The scary part of the still-developing “voter fraud” story isn’t that President Donald Trump evidently buys into a conspiracy theory that supports both his worldview and his ego. The scary part is that a majority of his fellow Republicans, and a significant number of Democrats, also evidently buy into the myth. Those peddling the fiction that 3-5 million people illegally voted in the 2016 election will use the charge to justify additional voter restriction efforts across the country in the coming years. And those who don’t buy into the myth will be faced with the practical dilemma of proving a negative without the sort of sweeping national investigation that would put the allegation to rest at last. So long as the White House is peddling this nonsense, and so long as it can be used for partisan purposes, the story is here to stay, further poisoning what already is a poisoned political atmosphere.
We need to know, before the next federal election in November 2018, whether and to what extent voter fraud occurred last November. We need to know, also, what effect voter suppression efforts had on turnout. We need, in other words, to have a common set of verifiable facts we can really on to animate the political debate about voting rights going forward to 2020.

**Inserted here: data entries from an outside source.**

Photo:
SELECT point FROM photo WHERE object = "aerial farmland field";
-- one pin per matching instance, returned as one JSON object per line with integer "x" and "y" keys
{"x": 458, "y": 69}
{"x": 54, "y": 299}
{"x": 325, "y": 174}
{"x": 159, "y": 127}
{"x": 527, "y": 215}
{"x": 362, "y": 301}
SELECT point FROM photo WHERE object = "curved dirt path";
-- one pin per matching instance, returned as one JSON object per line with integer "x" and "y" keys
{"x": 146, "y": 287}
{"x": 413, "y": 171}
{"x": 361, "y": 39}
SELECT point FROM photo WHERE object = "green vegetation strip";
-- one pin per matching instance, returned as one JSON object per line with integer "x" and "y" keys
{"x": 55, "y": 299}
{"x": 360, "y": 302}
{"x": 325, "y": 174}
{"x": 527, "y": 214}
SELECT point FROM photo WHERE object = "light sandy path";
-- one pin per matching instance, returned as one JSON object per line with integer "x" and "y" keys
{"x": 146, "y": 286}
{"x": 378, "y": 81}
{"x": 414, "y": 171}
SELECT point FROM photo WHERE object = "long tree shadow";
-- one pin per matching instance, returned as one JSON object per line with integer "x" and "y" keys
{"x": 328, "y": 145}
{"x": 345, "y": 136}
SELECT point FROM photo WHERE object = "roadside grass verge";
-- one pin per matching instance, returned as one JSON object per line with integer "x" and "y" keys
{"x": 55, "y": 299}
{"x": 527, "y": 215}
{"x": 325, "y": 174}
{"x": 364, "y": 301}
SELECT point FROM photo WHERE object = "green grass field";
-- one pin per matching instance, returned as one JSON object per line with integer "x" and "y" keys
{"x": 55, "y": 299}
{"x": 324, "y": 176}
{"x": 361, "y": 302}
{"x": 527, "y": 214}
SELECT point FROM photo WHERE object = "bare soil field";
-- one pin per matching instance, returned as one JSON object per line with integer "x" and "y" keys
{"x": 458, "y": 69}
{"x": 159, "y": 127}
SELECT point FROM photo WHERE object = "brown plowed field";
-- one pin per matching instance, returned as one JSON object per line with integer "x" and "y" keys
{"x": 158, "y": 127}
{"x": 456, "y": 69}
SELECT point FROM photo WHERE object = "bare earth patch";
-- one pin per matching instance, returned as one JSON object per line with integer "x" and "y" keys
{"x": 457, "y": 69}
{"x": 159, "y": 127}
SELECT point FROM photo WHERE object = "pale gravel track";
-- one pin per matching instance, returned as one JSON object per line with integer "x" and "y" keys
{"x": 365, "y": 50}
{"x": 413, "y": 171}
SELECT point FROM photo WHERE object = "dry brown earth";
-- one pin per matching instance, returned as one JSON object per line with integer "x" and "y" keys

To that end, if he’s really serious about learning more about the massive fraud he says occurred, President Trump should create a blue-ribbon presidential commission to study voting rights, voter suppression, and allegations of voter fraud in the 2016 election. The panel should be led by former Supreme Court justices Sandra Day O’Connor, David Souter, and John Paul Stevens– all Republican appointees. The lead investigator of the Commission should be former U.S. Attorney Patrick Fitzgerald– another Republican appointee. Congress should endorse the endeavor.